Resistance to anticancer drugs is a major problem in oncology affecting a large number of cancer patients. Now, researchers at the CSIR-Institute of Genomics and Integrative Biology (CSIR-IGIB), New Delhi have found a way to make cancer cells that are resistant to two commonly used anticancer drugs — doxorubicin and topotecan — to once again become sensitive to the drugs. Improving or regaining the sensitivity of existing anticancer drugs is a quicker way to address the problem of cancer drug resistance than developing new drugs. The results were published in the journal Scientific Reports .
Chemotherapeutic drugs like doxorubicin and topotecan act by inducing DNA damage. Once the DNA damage gets induced it leads to the activation of an important protein called p21, which gets produced in larger quantities. The p21 protein helps stop the growth of cells and triggers senescence or apoptosis in cancer cells thereby killing them. However, in many drug-resistant cancer cells the production of p21 is compromised, thereby preventing the destruction of cancer cells even in the presence of these drugs.
“A few years ago we and others groups noted the telomere repeat factor 2 (TRF2), which protects the end of human chromosomes called telomeres (much like small clips at the end of shoelaces that keep the ends from fraying), can bind to the genome outside the telomeres,” says Dr. Shantanu Chowdhury from CSIR-IGIB who led the team. “So we wanted to find out where else the TRF2 binds in the genome.”
That search led the team to the p21 protein and they found that the promoter of p21 protein has a TRF2 binding site. The TRF2 specifically binds to a DNA structure called G-quadruplex (G4) which is present in the p21 promoter.
“Once we found that TRF2 binds to the p21 promoter, we wanted to know if it also controls how p21 mRNA is made [mRNA produces the p21 protein]. And that led to the basic finding that TRF2 is a repressor and inhibits the expression of p21 mRNA in multiple cell types,” says Dr. Chowdhury.
Once the researchers understood the mechanism by which the TRF2 binds to p21, they used small molecules that were available (from other researchers) to disrupt the binding of TRF2 to the p21 promoter site. “The small molecules were able to disrupt the binding of TRF2 to the p21 promoter. And when TRF2 is not able to bind to the p21 promoter the expression of p21 does not get compromised,” he says.

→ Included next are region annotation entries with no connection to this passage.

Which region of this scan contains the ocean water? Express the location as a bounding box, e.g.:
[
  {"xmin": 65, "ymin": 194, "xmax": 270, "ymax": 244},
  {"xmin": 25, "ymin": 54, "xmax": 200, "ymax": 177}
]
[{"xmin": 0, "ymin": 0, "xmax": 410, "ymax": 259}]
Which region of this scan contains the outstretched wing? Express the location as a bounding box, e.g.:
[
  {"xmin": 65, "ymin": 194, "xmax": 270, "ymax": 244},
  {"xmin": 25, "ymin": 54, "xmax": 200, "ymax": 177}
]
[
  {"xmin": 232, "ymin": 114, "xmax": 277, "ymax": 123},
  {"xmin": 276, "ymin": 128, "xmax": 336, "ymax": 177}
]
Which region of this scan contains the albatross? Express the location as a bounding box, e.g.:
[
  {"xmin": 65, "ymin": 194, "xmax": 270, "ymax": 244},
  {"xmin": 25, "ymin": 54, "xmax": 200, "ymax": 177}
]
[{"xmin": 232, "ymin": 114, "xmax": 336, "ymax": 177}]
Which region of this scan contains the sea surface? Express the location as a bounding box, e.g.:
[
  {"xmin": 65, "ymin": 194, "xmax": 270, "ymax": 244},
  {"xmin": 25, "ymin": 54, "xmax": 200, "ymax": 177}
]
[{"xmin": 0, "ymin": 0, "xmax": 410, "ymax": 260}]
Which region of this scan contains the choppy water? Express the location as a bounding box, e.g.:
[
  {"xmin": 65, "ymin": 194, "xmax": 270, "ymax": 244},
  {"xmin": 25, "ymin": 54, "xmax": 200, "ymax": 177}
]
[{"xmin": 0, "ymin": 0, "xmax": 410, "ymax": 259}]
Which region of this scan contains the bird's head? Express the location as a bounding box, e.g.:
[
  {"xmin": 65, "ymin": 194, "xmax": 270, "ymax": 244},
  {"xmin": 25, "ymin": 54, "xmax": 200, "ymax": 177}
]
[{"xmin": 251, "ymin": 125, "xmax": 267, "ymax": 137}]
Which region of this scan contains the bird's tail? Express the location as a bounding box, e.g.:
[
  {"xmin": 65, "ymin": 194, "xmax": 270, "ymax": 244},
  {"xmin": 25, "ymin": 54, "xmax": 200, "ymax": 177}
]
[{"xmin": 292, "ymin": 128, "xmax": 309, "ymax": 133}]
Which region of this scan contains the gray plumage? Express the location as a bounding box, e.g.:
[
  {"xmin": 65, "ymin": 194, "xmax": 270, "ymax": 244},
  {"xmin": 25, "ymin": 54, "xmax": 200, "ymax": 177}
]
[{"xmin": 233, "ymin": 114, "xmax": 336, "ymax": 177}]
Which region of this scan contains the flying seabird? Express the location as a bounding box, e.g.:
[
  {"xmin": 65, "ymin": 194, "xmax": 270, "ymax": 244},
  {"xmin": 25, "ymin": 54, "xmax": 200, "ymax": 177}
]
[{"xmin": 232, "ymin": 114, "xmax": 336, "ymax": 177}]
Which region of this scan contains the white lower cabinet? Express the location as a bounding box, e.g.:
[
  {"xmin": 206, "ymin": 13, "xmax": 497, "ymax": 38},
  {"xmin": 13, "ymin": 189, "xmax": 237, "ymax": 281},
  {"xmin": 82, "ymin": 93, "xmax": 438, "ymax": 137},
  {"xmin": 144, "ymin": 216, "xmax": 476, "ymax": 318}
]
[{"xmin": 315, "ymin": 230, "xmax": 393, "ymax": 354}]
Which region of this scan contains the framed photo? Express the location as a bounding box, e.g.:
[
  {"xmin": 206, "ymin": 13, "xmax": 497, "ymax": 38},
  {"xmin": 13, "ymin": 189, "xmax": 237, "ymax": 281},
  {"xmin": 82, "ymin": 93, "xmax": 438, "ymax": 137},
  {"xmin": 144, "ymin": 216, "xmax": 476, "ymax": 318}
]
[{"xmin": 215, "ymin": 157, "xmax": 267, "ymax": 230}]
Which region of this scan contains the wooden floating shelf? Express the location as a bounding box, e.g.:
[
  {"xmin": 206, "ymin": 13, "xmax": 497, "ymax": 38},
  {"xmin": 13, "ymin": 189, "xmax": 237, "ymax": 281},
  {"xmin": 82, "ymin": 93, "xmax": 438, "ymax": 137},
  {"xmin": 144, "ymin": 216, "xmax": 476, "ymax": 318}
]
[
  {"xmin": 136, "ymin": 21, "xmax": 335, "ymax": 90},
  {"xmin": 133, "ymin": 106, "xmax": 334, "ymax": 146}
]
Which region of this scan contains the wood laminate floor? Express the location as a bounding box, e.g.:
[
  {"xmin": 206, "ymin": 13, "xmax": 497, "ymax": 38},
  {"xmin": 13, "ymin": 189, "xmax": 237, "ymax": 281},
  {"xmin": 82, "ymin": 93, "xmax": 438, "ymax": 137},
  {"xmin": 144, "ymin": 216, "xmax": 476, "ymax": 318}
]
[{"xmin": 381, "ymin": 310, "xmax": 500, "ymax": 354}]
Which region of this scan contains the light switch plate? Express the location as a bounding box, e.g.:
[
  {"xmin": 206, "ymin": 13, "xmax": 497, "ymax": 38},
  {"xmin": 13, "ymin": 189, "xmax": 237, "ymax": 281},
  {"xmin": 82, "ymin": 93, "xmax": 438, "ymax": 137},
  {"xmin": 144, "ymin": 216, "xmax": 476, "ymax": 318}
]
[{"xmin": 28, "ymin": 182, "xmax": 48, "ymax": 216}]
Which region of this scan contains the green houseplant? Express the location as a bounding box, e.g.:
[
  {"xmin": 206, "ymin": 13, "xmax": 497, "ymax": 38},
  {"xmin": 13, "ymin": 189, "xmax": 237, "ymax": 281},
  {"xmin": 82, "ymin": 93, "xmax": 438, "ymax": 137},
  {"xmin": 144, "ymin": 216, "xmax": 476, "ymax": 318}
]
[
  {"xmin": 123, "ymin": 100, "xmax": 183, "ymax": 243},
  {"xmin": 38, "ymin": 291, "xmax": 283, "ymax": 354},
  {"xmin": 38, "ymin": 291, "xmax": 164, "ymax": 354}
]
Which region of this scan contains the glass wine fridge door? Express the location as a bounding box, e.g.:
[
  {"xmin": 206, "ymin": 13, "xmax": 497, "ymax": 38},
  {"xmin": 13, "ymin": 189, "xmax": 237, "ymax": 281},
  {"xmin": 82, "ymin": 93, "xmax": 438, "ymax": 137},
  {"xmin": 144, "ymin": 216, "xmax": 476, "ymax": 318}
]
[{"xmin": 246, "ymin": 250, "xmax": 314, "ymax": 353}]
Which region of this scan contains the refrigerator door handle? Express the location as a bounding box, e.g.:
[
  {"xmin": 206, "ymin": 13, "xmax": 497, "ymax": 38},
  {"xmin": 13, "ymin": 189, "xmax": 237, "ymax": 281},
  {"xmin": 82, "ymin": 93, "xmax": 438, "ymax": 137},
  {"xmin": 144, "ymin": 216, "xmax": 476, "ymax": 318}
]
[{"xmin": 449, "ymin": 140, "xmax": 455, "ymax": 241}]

“When the small molecules are given along with the anticancer drug doxorubicin there is increased amount of p21 produced and cancer cells that were unresponsive to doxorubicin once again become sensitive to the drug,” says Dr. Chowdhury.
The researchers used fibrosarcoma and breast cancer cell lines to test the combination of small molecules and doxorubicin in reversing cancer drug resistance. “The drug sensitivity increases by over 50% when we use small molecules along with doxorubicin. Drug sensitivity becomes as high as over 80% depending on the dosage of small molecules,” he adds.
“This is a proof-of-concept study to show that cancer cell sensitivity to existing drugs can be regained by using small molecules. This way the existing cancer drugs can be used instead of discovering new drugs,” he says.
Since existing small molecules were used for the study, the researchers do not rule out the possibility of the small molecules binding to other G4 sites in the genome. So the focus of the team is to design specific small molecules that bind only to the G4 site in the p21 promoter.